Cytat Zamieszczone przez gabba Zobacz posta
Kwasek i sodę używa się w celu usunięcia złogów z kwasu moczowego, który się wytrącił pod wpływem jonów zawartych w twardej wodzie. Soda jest zasadowa, więc z kwasem moczowym tworzy sól, którą można wypłukać z pieluch. Kwasek jak sama nazwa wskazuje jest kwaśny i służy również do usunięcia kwasu moczowego ale w inny sposób. Wypiera kwas moczowy, zastępuje go (chyba tworzy sole rozpuszczalne w wodzie). Ale uwaga, trzeba go wypłukiwać ciepłą wodą, bo inaczej również się wytrąci i wtedy w pieluchach zostanie i kwas moczowy i kwasek. Do pralki lepiej nadaje się soda bo pralka płucze zimną wodą. Jak komuś chce się bawić w płukanie ręczne w ciepłej wodzie to może używać kwasku.

Co do odkażacza: Ma odkazić tzn. zabić bakterie które podejrzewamy, że rozmnożyły się w pieluchach i np powodują brzydki zapach. Stosuje się go zamiast gotowania, żeby nie zniszczyć pieluch, ale czy działa tak samo, tego nikt nie wie...
Dzięki za proste i konkretne wyjaśnienie Dziękuję w ogóle wszystkim forumowiczkom, które tu swoje rady pisały.

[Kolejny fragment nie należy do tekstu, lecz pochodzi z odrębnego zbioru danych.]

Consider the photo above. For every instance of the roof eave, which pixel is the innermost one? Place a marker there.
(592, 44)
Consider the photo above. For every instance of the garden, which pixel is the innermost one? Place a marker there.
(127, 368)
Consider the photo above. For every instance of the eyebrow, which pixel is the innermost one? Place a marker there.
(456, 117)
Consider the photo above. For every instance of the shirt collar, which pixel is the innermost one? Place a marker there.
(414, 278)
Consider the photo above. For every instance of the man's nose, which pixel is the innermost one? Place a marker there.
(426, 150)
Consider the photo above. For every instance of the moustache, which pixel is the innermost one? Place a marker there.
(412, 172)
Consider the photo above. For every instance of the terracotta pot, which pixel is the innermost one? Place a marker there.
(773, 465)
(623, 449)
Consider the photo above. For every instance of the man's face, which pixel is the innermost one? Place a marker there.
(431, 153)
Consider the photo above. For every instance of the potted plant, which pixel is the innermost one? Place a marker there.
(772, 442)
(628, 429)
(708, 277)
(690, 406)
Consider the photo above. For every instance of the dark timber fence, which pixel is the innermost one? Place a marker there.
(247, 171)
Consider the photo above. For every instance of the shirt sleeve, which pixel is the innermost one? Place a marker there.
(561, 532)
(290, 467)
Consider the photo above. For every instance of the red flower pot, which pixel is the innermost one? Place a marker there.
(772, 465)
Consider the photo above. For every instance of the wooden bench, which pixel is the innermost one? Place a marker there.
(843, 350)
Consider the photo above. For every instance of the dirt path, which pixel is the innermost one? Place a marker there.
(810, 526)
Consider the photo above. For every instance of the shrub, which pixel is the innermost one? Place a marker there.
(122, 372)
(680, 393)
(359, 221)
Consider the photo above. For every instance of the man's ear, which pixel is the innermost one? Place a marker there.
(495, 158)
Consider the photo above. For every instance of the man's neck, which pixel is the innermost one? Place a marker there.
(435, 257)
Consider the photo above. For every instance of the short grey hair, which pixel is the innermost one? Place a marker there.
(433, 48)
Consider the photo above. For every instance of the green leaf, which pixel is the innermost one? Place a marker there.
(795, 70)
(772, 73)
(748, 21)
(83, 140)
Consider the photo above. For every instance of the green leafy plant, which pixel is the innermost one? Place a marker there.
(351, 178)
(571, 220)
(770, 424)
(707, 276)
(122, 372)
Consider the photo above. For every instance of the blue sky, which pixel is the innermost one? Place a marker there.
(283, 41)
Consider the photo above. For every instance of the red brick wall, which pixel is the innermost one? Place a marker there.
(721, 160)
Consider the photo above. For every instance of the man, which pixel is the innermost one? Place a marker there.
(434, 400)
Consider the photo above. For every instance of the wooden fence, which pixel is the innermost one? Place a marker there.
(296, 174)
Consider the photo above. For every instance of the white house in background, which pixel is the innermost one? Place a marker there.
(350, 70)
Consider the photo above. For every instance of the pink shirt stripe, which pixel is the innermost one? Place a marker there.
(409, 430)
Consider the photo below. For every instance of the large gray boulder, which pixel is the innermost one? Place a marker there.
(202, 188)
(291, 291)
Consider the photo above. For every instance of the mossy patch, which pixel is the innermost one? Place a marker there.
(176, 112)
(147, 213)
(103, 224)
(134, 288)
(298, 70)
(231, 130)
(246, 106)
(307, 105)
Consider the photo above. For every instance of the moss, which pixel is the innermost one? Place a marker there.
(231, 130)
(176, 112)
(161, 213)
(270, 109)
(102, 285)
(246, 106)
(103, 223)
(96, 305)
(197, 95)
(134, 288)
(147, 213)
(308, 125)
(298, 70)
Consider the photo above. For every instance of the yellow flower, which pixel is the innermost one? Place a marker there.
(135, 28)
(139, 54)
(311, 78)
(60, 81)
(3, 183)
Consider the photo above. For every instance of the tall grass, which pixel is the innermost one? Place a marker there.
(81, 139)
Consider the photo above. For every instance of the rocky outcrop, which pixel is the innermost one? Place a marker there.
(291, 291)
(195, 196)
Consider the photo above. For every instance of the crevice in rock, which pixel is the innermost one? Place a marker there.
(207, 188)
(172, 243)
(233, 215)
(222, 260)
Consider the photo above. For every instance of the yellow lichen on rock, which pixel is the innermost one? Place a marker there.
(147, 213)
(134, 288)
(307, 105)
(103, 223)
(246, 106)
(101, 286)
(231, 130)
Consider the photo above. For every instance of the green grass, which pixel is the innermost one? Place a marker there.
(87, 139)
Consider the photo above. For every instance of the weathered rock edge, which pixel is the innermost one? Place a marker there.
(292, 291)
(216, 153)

Ja dziś po zwykłym praniu kieszonki z pulem wywiesiłam, a wkłady zalałam wrzątkiem i wsypałam kwasku. Zostawiłam na kilka godzin. Ale zapach po łazience poleciał! Niesamowite! Pierwszy raz taki eksperyment robię. Następnie wylałam pieluchową herbatkę i znów wrzątkiem je. I znów zaleciało niemożliwie! Teraz się jeszcze strippingują i płuczą na krótkim (30 min) programem na 40stopni, bez proszku oczywiście. Nie mogę się doczekać, aż wyschną. Jestem pewna, że będzie różnica.